<HdkR>
Sadly 72 RK3399 boards is a different type of scaling than what I'm looking for :P
<HdkR>
Hoping for sometihng like Neoverse V1 upgrade to the Honeycomb LX2K board. Planning on a couple Orin Jetsons...
<HdkR>
Or N2 I guess
stikonas_ is now known as stikonas
wwilly_ has joined #panfrost
wwilly has quit [Ping timeout: 265 seconds]
gcl has joined #panfrost
camus has joined #panfrost
kaspter has quit [Ping timeout: 265 seconds]
camus is now known as kaspter
<HdkR>
Dang it, now I'm sleepily looking at how to deploy ctest things across a cluster. Nope. nooooope
<amonakov>
on Bifrost, is a "warp" dispatched simultaneously to "lanes", or is it dispatched to one lane on consecutive cycles (and therefore different lanes handle different warps)?
<amonakov>
we've investigated instruction issue on g72 and g76 a bit, and from what we see, each pipe can accept an instruction from a particular thread each 12'th cycle
<amonakov>
which makes sense on g72 with 4-wide warps (cycles over 3 warps per lane), but doesn't on g76 (8-wide warps); apparently on g76 "each 12'th cycle" becomes "each 16'th cycle" in case there's another warp
<amonakov>
this is a bit of a mindfuck, but I suspect this would not be the first time "Mali" and "crazy" go hand in hand
<cwabbott>
amonakov: all lanes are dispatched at the same time, the "every 12'th cycle" bit probably comes from the pipeline depth
<cwabbott>
from the ISA's perspective, each instruction starts immediately after the previous one finishes
<cwabbott>
specically the write stage of an instruction overlaps with the read stage of the next
<amonakov>
cwabbott: but for simultaneous dispatch to work, the core would need to cycle over 12 warps to cover that, and t registers would need to be queues of about 6 entries or so
<cwabbott>
obviously everything in between doesn't happen in one cycle, so instructions for each thread are only dispatched on every n'th cycle where n depends on the pipeline depth (and apparently is 12 on g72) and you need n quads/waves active at the same time to keep it fed
<cwabbott>
yes, that's exactly right
<amonakov>
how can you tell the dispatch is simultaneous and not [the other approach I described]?
<cwabbott>
that's what ARM's docs say
<cwabbott>
also derivatives probably wouldn't work well that way
<cwabbott>
sorry, that's what the anandtech article says
<cwabbott>
(i don't have access to ARM's docs)
<amonakov>
I am not entirely convinced, since then we'd observe that 12 warps are enough to saturate a g76 core, and yet that's not the case
raster has quit [Quit: Gettin' stinky!]
<amonakov>
but we also found a related difficult-to-explain effect on g76, so who knows... I'll try to run more experiments
<amonakov>
one more reason I am having doubts is that on Nvidia selecting a warp is known to have a cost, so it is surprising that Mali would be engineered to select one of 12 warps on each cycle like it's no big deal
raster has joined #panfrost
<amonakov>
(correction, 12*3 warps since there are 3 sets of lanes per core; on g72 36 4-wide warps do saturate)

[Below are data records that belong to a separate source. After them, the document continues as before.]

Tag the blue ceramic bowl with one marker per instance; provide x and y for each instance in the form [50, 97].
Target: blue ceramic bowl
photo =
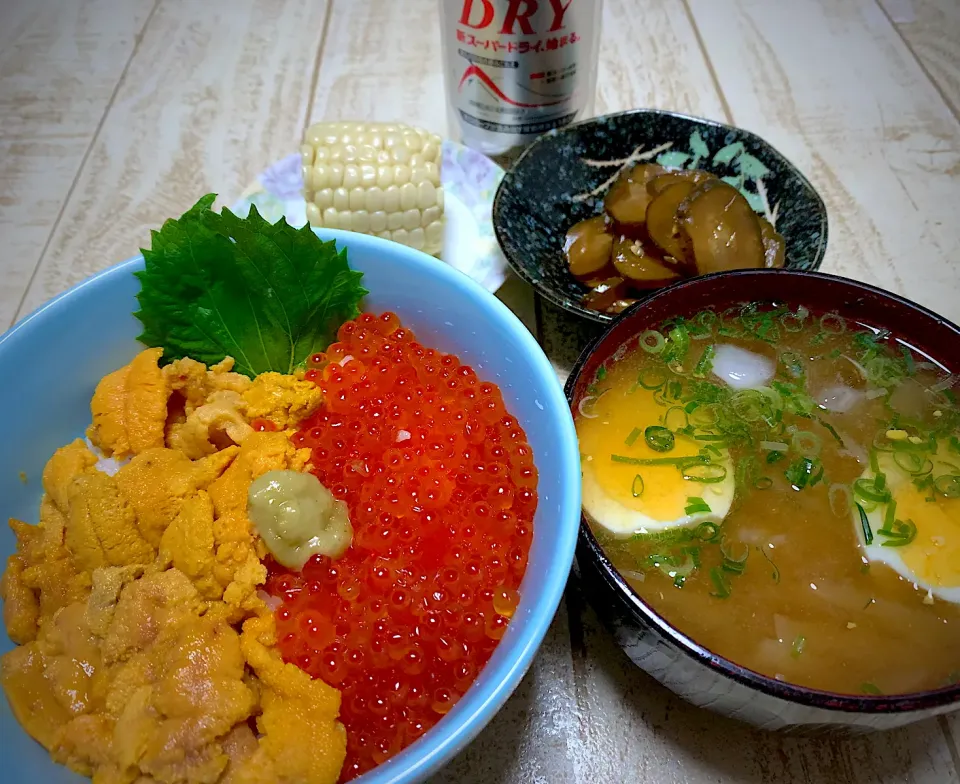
[51, 361]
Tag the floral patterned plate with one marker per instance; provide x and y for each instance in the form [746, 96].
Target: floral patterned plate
[469, 180]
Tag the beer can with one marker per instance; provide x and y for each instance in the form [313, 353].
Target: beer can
[515, 69]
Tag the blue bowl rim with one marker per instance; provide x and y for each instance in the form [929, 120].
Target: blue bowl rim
[606, 318]
[588, 547]
[445, 740]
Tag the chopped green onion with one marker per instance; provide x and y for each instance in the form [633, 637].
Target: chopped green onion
[833, 324]
[659, 439]
[797, 647]
[678, 344]
[707, 473]
[696, 505]
[801, 473]
[865, 525]
[694, 553]
[913, 463]
[705, 365]
[676, 419]
[901, 533]
[652, 341]
[948, 485]
[890, 516]
[720, 584]
[792, 362]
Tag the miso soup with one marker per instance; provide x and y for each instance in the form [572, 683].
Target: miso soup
[784, 488]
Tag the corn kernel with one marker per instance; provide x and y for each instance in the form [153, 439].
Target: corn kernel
[324, 198]
[375, 178]
[360, 221]
[394, 220]
[351, 177]
[375, 199]
[411, 219]
[378, 221]
[426, 194]
[391, 199]
[358, 198]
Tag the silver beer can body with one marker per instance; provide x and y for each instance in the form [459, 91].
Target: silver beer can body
[514, 69]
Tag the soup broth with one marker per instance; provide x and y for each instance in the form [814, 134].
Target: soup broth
[782, 487]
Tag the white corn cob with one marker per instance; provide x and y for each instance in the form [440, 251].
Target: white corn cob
[375, 178]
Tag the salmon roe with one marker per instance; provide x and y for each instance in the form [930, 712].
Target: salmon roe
[441, 487]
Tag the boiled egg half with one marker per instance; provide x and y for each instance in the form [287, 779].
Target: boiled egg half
[631, 487]
[922, 543]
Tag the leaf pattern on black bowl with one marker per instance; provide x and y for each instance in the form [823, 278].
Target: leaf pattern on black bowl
[563, 176]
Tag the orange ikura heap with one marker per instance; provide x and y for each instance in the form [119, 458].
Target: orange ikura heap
[441, 487]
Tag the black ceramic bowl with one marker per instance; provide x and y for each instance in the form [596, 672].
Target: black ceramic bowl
[562, 177]
[678, 662]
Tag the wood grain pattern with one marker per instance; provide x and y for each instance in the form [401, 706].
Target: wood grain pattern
[833, 86]
[209, 99]
[216, 90]
[630, 722]
[651, 58]
[59, 66]
[931, 29]
[357, 80]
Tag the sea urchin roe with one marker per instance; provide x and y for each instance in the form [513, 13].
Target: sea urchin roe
[441, 486]
[297, 517]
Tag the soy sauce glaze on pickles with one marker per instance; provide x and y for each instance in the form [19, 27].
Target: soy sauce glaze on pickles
[659, 226]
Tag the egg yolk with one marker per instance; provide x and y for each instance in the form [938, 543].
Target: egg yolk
[605, 428]
[934, 555]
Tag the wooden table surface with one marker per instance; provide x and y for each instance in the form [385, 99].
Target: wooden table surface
[116, 114]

raster has quit [Quit: Gettin' stinky!]
raster has joined #panfrost
<amonakov>
(and to clarify one more thing, 12 cycles would be the sum of MUL and ADD pipe latencies, not their individual depths)
raster has quit [Quit: Gettin' stinky!]
<alyssa>
amonakov: it also might be that g76 and g72 are dramatically different uarchs
<alyssa>
(I don't know if this is the case)
<alyssa>
there is no 'promise' of stability between major archs
<amonakov>
anandtech covered g76 in another article, and it mostly enumerated differences without saying there was a major redesign
mixfix41 has quit [Ping timeout: 265 seconds]
mixfix41 has joined #panfrost
<alyssa>
amonakov: It's a different major arch (G71/G72 vs everything else) so who knows
<amonakov>
I am not making assumptions about G76 based on G72 data, or vice versa; we ran the same experiments on both
* alyssa
probably misread your results then
<alyssa>
It has been a very long week and it's only Wednesday 😿
<urjaman>
I had that mood already at the end of monday
<icecream95>
wdym it's only Wednesday?
<macc24>
it is wednesday my dudes
<icecream95>
[looks outside] Nope, definitely a Thursday
<macc24>
*looks at clock* 30 minutes of wednesday left for me
<macc24>
i'd surely have more wednesday if i didn't sleep through it
jernej has quit [Ping timeout: 272 seconds]
warpme_ has quit [Quit: Connection closed for inactivity]
jernej has joined #panfrost
jernej has quit [Client Quit]
jernej has joined #panfrost
jschwart has quit [Read error: Connection reset by peer]